Berkaitan dengan globalisasi, kita lihat bahwa sektor-sektor yang berkaitan dengan produk agraria dan manufaktur cenderung diatur dan diawasi, termasuk diproteksi. Kalau kita bicara tentang proteksionisme, objek bahasannya adalah komoditi dan hasil manufaktur. Bagaimana dengan sektor jasa? Globalisasi dimulai dari jasa-jasa yang melintas negara, diikuti dengan permodalan. Sebenarnya, kalau tidak ada jasa finansial yang mengatur perpindahan modal lintas negara, tidak akan terjadi globalisasi.
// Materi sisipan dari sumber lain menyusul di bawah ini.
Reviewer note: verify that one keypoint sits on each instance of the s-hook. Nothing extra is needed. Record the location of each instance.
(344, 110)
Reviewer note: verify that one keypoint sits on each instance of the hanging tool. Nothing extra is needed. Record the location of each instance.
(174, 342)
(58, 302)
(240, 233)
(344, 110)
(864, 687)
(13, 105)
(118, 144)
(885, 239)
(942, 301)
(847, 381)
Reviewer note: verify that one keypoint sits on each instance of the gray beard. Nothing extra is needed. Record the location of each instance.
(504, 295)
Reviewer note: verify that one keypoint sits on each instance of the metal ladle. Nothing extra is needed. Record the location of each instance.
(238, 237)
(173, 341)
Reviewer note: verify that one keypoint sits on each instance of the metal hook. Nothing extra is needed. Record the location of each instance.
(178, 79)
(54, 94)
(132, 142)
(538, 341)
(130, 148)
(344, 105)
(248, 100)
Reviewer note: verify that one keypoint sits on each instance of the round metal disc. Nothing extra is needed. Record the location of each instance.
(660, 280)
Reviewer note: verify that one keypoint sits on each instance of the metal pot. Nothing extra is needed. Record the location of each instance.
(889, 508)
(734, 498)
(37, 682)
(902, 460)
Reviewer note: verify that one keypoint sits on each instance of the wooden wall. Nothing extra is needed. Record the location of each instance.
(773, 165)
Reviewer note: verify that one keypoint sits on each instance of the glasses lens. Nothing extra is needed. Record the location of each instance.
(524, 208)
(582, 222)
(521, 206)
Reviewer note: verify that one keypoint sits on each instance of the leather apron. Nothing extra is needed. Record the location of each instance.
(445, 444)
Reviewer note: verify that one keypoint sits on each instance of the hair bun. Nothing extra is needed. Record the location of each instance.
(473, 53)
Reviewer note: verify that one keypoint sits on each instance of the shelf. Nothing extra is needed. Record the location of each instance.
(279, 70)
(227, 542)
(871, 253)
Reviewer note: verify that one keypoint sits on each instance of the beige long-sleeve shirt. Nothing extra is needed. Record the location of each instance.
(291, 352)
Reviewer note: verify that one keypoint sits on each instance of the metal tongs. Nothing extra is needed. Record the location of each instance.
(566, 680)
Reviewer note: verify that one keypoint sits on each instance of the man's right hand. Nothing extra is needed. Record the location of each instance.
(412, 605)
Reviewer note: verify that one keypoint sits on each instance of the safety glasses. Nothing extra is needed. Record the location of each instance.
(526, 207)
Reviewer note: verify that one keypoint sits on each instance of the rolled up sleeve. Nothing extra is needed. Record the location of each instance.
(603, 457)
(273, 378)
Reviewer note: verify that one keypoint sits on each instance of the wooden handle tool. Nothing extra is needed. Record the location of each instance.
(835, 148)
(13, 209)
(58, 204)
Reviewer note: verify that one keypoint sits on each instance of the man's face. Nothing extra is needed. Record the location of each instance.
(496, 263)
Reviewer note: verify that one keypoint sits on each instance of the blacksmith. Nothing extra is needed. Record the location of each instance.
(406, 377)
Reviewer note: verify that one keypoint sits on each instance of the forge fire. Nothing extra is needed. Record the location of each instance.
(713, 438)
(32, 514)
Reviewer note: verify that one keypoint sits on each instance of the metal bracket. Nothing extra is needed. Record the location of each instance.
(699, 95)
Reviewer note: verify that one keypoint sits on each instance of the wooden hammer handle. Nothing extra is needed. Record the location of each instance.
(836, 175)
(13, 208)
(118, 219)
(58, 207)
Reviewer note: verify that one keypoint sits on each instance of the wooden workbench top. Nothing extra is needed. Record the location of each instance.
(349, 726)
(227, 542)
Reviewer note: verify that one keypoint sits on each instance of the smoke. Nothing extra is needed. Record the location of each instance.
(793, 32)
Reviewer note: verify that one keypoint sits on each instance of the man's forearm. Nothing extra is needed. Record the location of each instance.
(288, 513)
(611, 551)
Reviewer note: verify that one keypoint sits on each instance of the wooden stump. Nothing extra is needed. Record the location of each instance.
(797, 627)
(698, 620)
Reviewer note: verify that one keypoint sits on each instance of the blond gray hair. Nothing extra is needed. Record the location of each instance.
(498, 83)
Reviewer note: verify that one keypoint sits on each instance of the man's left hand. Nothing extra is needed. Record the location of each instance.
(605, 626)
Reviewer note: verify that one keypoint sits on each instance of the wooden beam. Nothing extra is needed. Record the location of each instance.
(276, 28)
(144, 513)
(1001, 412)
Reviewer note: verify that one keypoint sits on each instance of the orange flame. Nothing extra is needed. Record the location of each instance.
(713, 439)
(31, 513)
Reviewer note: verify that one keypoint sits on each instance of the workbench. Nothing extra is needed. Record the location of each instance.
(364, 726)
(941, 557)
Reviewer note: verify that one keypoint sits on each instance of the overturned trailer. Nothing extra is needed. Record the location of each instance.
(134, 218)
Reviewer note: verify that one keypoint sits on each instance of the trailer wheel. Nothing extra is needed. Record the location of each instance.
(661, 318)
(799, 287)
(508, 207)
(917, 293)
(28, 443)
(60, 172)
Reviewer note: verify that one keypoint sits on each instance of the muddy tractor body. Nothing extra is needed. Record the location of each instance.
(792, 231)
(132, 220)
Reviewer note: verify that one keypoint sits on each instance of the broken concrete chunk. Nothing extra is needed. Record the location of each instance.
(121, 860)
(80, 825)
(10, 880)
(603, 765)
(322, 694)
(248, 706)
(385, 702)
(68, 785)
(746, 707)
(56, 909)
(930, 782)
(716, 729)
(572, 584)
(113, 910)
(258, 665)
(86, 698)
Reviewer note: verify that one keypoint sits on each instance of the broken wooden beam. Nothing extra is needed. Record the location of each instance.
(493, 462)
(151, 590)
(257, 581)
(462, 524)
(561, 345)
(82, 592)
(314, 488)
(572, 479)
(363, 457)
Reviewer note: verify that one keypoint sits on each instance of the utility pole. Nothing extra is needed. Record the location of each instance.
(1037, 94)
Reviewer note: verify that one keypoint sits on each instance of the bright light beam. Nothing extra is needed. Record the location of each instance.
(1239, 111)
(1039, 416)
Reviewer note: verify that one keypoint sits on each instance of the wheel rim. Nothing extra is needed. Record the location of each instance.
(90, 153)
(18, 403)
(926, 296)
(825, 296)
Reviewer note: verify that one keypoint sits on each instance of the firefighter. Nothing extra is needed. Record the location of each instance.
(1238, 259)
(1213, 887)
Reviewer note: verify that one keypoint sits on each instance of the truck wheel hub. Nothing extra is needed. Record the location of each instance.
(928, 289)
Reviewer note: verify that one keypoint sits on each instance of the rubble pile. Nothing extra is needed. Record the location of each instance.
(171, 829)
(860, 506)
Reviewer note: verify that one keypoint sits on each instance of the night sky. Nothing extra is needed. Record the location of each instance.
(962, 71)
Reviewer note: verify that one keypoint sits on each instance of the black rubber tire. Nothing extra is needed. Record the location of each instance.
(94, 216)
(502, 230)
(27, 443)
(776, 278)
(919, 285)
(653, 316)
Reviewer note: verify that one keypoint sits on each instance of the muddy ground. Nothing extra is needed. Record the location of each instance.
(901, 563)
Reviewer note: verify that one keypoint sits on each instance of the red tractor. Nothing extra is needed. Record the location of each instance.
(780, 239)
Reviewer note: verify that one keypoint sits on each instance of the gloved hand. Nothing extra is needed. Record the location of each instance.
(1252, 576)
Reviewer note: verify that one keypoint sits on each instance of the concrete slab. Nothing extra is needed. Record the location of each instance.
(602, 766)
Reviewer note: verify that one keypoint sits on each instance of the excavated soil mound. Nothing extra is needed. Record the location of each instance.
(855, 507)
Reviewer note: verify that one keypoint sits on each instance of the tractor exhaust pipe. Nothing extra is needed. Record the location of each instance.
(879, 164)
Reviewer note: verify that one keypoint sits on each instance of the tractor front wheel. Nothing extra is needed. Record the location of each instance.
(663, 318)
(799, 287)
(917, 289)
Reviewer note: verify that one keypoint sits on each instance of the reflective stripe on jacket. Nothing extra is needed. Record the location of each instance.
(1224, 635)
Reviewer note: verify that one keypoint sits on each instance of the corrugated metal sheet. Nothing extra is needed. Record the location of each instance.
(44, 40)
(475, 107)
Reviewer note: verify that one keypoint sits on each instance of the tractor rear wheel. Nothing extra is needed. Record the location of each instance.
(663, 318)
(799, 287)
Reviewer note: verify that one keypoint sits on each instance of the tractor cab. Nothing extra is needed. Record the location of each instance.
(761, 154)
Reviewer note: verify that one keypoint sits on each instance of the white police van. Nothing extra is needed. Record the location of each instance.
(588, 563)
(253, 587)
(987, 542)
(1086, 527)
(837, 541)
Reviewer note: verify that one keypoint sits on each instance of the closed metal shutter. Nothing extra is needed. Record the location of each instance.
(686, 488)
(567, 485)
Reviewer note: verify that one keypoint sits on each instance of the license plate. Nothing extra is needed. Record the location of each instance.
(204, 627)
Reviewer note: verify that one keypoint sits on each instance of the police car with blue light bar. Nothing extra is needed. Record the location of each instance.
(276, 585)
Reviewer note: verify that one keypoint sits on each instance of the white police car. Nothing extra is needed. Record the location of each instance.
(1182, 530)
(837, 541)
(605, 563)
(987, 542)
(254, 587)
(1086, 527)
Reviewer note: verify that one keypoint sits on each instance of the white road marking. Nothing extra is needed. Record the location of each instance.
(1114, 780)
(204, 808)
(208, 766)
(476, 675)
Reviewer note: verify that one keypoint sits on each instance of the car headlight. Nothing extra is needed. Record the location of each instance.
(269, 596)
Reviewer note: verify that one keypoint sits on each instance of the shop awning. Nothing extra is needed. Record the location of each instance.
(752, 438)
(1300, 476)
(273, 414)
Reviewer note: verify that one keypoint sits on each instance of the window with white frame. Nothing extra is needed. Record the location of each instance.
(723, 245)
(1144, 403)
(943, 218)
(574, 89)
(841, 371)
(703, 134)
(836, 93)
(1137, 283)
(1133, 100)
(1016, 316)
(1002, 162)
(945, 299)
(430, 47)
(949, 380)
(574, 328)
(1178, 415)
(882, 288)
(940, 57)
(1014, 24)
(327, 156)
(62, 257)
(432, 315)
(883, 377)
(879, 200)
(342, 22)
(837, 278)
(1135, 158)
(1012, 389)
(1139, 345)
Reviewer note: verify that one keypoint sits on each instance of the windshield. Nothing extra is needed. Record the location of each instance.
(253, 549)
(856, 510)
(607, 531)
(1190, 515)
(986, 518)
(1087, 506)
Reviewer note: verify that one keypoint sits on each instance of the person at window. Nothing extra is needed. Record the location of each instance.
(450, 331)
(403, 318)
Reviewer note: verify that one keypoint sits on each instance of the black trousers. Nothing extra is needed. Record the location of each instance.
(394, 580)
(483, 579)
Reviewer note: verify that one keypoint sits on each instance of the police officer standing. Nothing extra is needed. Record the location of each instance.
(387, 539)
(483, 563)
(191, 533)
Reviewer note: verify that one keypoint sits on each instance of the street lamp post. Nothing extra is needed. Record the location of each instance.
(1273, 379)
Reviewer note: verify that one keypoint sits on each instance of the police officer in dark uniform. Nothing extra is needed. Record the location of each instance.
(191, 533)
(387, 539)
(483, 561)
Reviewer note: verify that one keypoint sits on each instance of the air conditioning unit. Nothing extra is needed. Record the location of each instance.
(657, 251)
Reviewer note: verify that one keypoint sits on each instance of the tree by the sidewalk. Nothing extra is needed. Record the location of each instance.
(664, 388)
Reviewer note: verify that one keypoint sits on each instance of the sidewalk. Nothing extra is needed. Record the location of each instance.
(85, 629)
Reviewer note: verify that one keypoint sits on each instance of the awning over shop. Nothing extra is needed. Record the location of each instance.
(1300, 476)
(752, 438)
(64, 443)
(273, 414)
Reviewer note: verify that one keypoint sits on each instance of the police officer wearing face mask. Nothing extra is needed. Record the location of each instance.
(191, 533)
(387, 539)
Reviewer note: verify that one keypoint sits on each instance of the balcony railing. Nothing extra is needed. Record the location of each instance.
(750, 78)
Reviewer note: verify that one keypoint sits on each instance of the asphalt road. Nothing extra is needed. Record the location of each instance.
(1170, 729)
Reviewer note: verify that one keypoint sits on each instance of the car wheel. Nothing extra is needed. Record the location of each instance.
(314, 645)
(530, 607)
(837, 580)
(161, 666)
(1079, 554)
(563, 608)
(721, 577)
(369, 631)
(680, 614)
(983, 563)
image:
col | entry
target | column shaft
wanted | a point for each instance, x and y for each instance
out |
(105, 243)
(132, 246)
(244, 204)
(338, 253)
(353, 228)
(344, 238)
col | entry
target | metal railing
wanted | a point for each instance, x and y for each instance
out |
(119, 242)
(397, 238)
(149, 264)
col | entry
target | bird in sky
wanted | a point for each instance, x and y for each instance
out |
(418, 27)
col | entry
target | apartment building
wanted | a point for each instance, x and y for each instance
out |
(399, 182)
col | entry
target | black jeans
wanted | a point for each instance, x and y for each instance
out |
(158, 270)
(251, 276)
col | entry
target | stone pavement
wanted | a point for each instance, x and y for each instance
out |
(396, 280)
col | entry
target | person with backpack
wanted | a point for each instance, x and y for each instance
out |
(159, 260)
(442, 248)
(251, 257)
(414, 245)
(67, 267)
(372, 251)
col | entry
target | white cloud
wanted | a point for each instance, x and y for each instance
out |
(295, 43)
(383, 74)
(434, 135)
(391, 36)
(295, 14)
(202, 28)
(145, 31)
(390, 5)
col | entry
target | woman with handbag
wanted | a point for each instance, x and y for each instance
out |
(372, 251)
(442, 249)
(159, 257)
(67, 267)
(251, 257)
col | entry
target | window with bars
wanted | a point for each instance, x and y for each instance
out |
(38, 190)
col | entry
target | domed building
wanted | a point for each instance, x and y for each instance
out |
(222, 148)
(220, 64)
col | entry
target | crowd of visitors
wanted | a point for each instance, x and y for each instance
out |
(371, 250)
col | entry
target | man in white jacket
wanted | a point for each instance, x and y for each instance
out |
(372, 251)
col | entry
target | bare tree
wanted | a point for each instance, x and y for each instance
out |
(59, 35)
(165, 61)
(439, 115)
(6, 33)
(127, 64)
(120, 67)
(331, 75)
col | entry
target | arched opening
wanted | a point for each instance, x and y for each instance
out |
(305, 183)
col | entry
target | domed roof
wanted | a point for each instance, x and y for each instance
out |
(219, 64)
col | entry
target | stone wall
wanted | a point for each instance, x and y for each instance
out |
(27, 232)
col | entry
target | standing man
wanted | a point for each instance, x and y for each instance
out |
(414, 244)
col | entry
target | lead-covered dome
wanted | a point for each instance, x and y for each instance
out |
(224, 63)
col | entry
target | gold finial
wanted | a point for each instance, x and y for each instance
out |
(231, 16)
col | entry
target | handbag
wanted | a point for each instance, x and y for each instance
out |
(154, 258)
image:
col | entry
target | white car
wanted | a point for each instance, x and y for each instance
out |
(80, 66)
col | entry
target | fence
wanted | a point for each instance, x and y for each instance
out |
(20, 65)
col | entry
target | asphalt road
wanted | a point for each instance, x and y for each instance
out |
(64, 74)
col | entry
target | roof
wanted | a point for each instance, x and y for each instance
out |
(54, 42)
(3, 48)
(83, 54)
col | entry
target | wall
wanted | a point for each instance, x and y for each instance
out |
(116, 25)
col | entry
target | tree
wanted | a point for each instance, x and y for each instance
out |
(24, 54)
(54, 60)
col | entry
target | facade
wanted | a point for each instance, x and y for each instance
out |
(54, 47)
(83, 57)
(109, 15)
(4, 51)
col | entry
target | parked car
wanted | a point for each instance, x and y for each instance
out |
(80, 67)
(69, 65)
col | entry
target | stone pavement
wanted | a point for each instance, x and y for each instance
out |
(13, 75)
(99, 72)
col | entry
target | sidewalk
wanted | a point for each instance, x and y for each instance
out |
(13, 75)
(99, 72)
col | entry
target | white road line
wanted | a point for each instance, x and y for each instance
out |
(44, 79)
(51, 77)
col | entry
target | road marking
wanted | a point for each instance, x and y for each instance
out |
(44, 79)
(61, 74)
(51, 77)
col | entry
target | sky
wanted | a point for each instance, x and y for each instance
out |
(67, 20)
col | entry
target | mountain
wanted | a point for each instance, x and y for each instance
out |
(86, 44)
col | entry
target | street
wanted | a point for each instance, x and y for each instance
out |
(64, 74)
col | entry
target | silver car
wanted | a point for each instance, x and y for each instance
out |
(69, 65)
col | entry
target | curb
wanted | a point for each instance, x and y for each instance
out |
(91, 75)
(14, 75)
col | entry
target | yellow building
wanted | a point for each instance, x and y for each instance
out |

Kalau tidak ada jasa yang mengatur perdagangan, atau disebut trade broker, dari dulu pembeli dan penjual yang berbeda benua tidak akan pernah bertemu.
Seluruh sektor jasa bertumpu pada relasi yang terjadi antara orang yang satu dengan lainnya, berkaitan dengan apa yang dilakukan oleh manusia untuk mempengaruhi manusia lain. Kita mengenal jasa seperti dunia hiburan dan film, yang bukan saja memberi kesenangan melainkan juga menciptakan trend tertentu di masyarakat. Kita mengenal jasa pendidikan, yang menyebar-luaskan pemikiran-pemikiran, filosofi, dan ideologi. Kita mengenal jasa pelayanan kesehatan. Dan secara global, kita menemukan jasa layanan finansial, yang memberikan globalisasi ekonomi dunia menjadi kenyataan.
Ketika sebuah negara mendasari PDB nya dari jasa, terutama jasa finansial, maka negara itu menjadi dominan dalam globalisasi. Itulah sebabnya kita temukan Amerika, Inggris, Jerman dan Swiss menjadi pemain besar dalam globalisasi dunia. Mereka selama beberapa dekade menikmati peningkatan kemakmuran yang tinggi dari globalisasi. Mereka menjadi tempat-tempat yang dipercaya sebagai pemberi jasa finansial terkemuka. Itulah sebabnya, ketika krisis subprime mortgage terjadi, sangat banyak pihak yang terkejut – bukan hanya karena runtuhnya nilai subprime mortgage, melainkan karena hilangnya kepercayaan kepada lembaga-lembaga keuangan dan akhirnya kepada negara yang mewadahi lembaga-lembaga tersebut.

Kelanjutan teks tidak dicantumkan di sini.